Hoofdstuk 4 bevat tot slot het overgangsrecht voor bouwwerken en gebruik en de titel van het bestemmingsplan.
Op 6 oktober 2016 heeft de initiatiefnemer een informatiebijeenkomst georganiseerd voor de omwonenden. Toen is het inrichtingsplan getoond voor de vestiging van de fouragehandel op het perceel. De informatiebijeenkomst heeft geen aanleiding gegeven tot het wijzigen van het voornemen van de iniatitiefnemer.
Overeenkomstig het in de gemeentelijke inspraakverordening bepaalde heeft geen voorontwerp van dit bestemmingsplan ter inzage gelegen.

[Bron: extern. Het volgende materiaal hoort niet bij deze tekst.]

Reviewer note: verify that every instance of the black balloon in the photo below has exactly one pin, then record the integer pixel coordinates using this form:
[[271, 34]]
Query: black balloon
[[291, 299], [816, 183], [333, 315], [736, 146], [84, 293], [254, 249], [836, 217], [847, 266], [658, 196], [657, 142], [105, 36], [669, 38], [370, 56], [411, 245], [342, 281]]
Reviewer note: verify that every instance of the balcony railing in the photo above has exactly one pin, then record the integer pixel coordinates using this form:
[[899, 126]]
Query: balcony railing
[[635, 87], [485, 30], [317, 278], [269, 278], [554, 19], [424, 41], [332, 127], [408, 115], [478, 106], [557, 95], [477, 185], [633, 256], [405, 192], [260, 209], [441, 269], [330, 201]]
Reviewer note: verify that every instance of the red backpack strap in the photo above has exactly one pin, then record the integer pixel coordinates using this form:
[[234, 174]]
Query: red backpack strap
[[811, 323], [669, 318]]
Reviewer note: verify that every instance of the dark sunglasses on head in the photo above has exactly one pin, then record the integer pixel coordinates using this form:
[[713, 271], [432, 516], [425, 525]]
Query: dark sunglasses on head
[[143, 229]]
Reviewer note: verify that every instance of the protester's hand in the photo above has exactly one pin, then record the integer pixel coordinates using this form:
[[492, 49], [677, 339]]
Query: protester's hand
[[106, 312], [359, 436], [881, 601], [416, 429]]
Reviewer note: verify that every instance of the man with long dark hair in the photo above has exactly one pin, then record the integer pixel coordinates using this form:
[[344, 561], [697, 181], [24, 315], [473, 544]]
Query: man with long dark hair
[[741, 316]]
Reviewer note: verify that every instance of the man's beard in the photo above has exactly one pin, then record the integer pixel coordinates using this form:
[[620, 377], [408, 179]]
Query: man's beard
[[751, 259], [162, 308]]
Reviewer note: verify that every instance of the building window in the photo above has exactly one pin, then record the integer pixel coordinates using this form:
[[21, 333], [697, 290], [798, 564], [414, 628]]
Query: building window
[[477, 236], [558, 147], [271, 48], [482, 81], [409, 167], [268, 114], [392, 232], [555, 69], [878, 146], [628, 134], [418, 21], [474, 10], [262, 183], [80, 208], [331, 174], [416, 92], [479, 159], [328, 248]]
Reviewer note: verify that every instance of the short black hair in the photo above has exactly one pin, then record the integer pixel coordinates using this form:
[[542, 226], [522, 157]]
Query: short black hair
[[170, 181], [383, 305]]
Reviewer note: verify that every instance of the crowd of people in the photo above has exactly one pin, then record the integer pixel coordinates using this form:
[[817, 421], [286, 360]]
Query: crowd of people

Het ontwerp van dit bestemmingsplan is niet toegezonden aan de provincie Gelderland en/of de Rijksoverheid in het kader van het overleg ex artikel 3.1.1 van het Besluit ruimtelijke ordening. Het concept van dit bestemmingsplan is besproken met de provincie Gelderland, die toen aangaf geen provinciale bezwaren in het plan te zien. Met dit plan zijn geen nationale belangen in het geding zijn. In paragraaf 4.2 is reeds ingegaan op het vooroverleg met het waterschap.
Van 3 november 2016 tot en met 14 december 2016 heeft het ontwerp van dit bestemmingsplan ter inzage gelegen. Toen is één zienswijze ingediend. De inhoud en de beoordeling daarvan is te vinden in een separate nota bij dit bestemmingsplan.